I guess my hope is that this is a phase -- that I'll snap out of it soon. But what if I don't. I keep thinking that something's going to happen to help me get back to where I was. I want to make the smart choices. I want the irrational voice in my head to go away.

Sunday, November 21, 2010

A happy day

I started my day thinking I might spend it in my pajamas in bed. After two cups of coffee and about an hour of thinking, I knew I had to take control. I added two Bonnie Raitt CDs to my iPod and headed for The Loop. Thanks to the gorgeous weather and good music, I walked two laps. For those who don't remember, that's almost 5 miles. I felt great and loved being outside. And having the time to think and get my head together was just what I needed. Little did I know that I'd end up back at the beach a couple of hours later. My point: I started the day having trouble getting out of bed, but once I did, I couldn't sit still. And the day ended up much better than I thought.

One thing I realized today is that I had stopped making my list of things that made me happy each day. I knew I wouldn't blog about it forever but I was still making a note in my head each night. I don't know why I stopped, but I do think that's when things really started getting off track. So here's my list of five things that made me happy today.

1. I walked almost 8 miles today. I did The Loop twice this morning and then later in the day I walked from Johnnie Mercers Pier to Shell Island and back.
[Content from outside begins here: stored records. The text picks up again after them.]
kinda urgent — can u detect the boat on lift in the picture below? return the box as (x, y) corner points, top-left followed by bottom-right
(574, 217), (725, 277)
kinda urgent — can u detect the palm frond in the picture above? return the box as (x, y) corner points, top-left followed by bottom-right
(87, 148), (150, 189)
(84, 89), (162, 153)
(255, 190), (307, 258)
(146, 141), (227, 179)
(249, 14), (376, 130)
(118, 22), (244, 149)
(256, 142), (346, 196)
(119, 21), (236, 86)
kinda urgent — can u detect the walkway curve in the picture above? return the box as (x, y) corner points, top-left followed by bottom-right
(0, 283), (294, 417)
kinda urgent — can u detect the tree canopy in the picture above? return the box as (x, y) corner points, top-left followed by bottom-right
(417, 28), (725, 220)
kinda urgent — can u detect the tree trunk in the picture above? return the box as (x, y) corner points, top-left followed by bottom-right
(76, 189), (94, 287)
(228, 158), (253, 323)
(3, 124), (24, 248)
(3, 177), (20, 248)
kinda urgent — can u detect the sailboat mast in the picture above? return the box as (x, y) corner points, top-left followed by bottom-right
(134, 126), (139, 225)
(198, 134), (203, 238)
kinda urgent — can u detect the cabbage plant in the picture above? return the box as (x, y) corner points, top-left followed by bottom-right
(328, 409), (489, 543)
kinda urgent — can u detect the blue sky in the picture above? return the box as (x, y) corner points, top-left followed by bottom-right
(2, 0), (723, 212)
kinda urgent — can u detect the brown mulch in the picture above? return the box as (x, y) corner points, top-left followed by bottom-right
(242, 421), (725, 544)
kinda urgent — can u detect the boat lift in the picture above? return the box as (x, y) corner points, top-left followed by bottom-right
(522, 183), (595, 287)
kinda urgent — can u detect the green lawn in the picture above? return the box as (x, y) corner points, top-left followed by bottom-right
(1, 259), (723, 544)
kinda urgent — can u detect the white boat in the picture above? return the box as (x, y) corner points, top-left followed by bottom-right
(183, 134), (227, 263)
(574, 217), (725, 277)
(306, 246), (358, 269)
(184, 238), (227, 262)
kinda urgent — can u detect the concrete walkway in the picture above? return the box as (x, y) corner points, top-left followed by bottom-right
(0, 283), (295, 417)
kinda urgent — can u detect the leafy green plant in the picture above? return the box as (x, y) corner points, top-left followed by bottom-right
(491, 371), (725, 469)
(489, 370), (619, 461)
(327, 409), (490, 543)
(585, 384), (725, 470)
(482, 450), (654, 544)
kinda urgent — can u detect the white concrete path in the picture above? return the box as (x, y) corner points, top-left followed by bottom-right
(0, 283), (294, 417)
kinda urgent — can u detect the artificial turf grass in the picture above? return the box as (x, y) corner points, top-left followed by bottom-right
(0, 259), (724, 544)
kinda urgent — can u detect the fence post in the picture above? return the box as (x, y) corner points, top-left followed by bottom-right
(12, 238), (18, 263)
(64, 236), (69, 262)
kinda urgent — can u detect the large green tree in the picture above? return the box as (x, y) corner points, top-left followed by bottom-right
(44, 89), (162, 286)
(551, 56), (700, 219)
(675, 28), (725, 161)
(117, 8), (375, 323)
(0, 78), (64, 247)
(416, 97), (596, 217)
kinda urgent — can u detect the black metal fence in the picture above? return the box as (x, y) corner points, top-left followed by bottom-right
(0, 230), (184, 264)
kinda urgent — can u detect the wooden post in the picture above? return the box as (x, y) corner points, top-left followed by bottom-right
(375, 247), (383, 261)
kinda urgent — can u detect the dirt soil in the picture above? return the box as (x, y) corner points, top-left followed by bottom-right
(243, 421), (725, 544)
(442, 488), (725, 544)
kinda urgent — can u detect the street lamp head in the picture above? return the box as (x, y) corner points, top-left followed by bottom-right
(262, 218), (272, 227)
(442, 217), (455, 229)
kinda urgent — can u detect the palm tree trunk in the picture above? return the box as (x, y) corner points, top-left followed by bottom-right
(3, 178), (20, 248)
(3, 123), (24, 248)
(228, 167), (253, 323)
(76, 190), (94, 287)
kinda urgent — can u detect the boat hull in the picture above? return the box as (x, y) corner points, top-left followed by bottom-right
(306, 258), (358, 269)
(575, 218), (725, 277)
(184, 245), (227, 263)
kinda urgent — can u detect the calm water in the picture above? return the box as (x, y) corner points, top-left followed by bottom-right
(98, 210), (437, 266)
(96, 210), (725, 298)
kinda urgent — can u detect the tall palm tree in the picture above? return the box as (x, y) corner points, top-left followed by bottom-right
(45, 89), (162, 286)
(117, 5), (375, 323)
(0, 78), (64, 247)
I still want to incorporate running into my physical activity, but, for now, I'm just happy to be moving ... and to feel so compelled to do it. I missed four days last week and I almost felt like I just had to go today. Of course, who knew I'd try to make up for the four days all at once?

2. I tried a new recipe for dinner -- whole-wheat pasta with prosciutto, mushrooms and spinach. It was delicious, easy to make and good for me.Yummy food always makes me happy.

3. I watched Casablanca. It always puts me in a good mood and I just love the song "As Time Goes By." It will probably be stuck in my head for days. Plus, what woman doesn't want Humphrey Bogart pining after her?

4. There were several points in the day when I could have let negative thoughts/conversations or other obstacles take over. But I didn't. This is a real mental success. One of my goals is to change the way I react to adversity. Part of that is adjusting the way I think and not letting things get to me. Today I overcame each challenging moment and found things that made me happy.

5. Sunday nights always make me happy because that's when I change my sheets. I always sleep better on clean sheets. OK, that makes me sound crazy. But clean sheets make me happy. And I truly am trying to appreciate the little things more.